Na medida em que vão ganhando maior divulgação da mídia a cada carnaval, os blocos acabam atraindo mais e mais foliões, propiciando o surgimento de outros, num processo que Felipe Ferreira define como de realimentação. Para Guilherme Guaral, o gigantismo exige uma logística cada vez maior e um esquema de segurança eficiente, principalmente em casos como o do Cordão da Bola Preta, que chega a juntar mais de 1 milhão de pessoas, mas isso não afeta a essência dos blocos.
“A marca desses blocos é a manutenção da música de carnaval, das marchinhas e dos bons sambas de enredo de outras décadas. Assim, acredito que a essência de um carnaval mais brincado e que permite a irreverência do espírito crítico e debochado do carnaval esteja mantida”, comenta.
Além do crescimento do número de blocos e de foliões, o carnaval de rua do Rio tem se caracterizado nos últimos anos pelo surgimento de grupos pautados pela diversidade musical e por propostas ligadas a questões de comportamento e cidadania.
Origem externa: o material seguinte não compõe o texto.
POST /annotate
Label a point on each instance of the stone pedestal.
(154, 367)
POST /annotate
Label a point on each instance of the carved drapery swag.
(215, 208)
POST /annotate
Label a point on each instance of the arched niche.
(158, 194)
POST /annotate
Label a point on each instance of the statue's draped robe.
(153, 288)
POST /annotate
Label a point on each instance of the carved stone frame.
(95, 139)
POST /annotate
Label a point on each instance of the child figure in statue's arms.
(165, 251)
São exemplos o Sargento Pimenta, que toca em ritmo de carnaval o repertório dos Beatles, o Toca Rauuul!!!, dedicado ao rock-baião de Raul Seixas, e o Mulheres Rodadas, de crítica ao machismo.
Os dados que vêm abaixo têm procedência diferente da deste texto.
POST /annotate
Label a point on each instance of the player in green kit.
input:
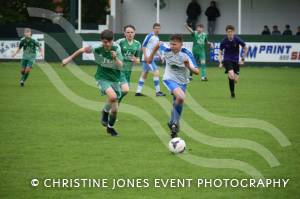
(30, 47)
(109, 60)
(130, 49)
(199, 43)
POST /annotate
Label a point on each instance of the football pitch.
(50, 129)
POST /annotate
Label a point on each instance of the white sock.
(156, 84)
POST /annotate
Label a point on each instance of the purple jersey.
(232, 48)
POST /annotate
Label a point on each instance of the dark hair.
(176, 37)
(107, 35)
(156, 25)
(229, 27)
(129, 26)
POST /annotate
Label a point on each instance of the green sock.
(122, 96)
(111, 120)
(107, 107)
(203, 70)
(25, 76)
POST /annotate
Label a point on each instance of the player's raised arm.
(15, 53)
(245, 51)
(192, 68)
(136, 57)
(188, 28)
(220, 58)
(19, 48)
(117, 57)
(75, 54)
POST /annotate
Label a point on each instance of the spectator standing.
(212, 13)
(266, 31)
(287, 30)
(298, 31)
(193, 12)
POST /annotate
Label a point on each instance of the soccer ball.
(177, 145)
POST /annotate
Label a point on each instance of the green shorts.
(103, 85)
(200, 56)
(27, 63)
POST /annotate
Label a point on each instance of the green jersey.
(107, 69)
(129, 49)
(199, 41)
(29, 46)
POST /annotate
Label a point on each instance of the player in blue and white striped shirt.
(179, 63)
(149, 43)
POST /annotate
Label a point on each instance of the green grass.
(44, 135)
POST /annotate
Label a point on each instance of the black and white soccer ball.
(177, 145)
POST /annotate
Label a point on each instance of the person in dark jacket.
(266, 31)
(193, 12)
(298, 31)
(276, 31)
(287, 30)
(212, 13)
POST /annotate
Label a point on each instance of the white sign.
(266, 52)
(8, 47)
Segundo o historiador, essa diversidade é positiva e reflete o espírito da cidade. “A cidade do Rio é cosmopolita e a pluralidade de estilos, estéticas e tendências artísticas faz parte de nossa identidade. A cidade permite essas experimentações que, a meu ver, são muito positivas”, diz.
Outra novidade recente são os chamados blocos não oficiais, ou seja, aqueles que não desfilam nos locais e horários acertados com a prefeitura, não têm patrocínio de marcas de cerveja e não seguem regra alguma, como o caso do Boi Tolo. Guaral considera essa tendência “transgressora” perfeitamente afinada com a história do carnaval da cidade.
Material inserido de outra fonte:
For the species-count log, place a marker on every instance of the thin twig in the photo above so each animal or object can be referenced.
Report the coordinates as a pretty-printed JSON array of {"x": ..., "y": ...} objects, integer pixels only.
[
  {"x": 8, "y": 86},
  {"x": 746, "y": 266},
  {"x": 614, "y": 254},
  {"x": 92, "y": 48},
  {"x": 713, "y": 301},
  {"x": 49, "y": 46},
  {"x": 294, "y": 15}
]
“Essas iniciativas combinam muito com o espírito irreverente do carioca que, na maioria das vezes, prefere criar modos de diversão sem tanta “ordem”, ressalta o historiador. De acordo com ele, na maioria dos casos a ordem “mata o caráter autêntico do bloco em nome de uma ação organizada e, por isso mesmo, “sob o controle” do Poder Público”.
O crescimento dos blocos abertos a qualquer folião tem, no entanto, gerado uma contrapartida. Antes dessa expansão tinham muita força na cidade, além dos desfiles das escolas de samba, os chamados blocos de embalo, como o Cacique de Ramos e o Bafo da Onça. São blocos em que os integrantes desfilam todos com a mesma fantasia, cantando o mesmo samba. Neste último carnaval, a reportagem da Agência Brasil ouviu queixas desses blocos, que se consideram relegados a segundo plano.
Na opinião de Guilherme Guaral, agremiações carnavalescas que ficaram muito tempo dependentes do Poder Público precisam rever suas posturas. “Esses blocos sempre foram fortes, mas em tempo de crise é necessário criar outras estratégias para sua sobrevivência. A categoria bloco de embalo ficou sem espaço, assim como os blocos de enredo, que, a meu ver, desapareceram da festa oficial”. O historiador considera que é preciso encontrar novamente a relevância desses blocos e a interação em suas comunidades, além de buscar alternativas de patrocínio para que eles retornem com a força de décadas passadas.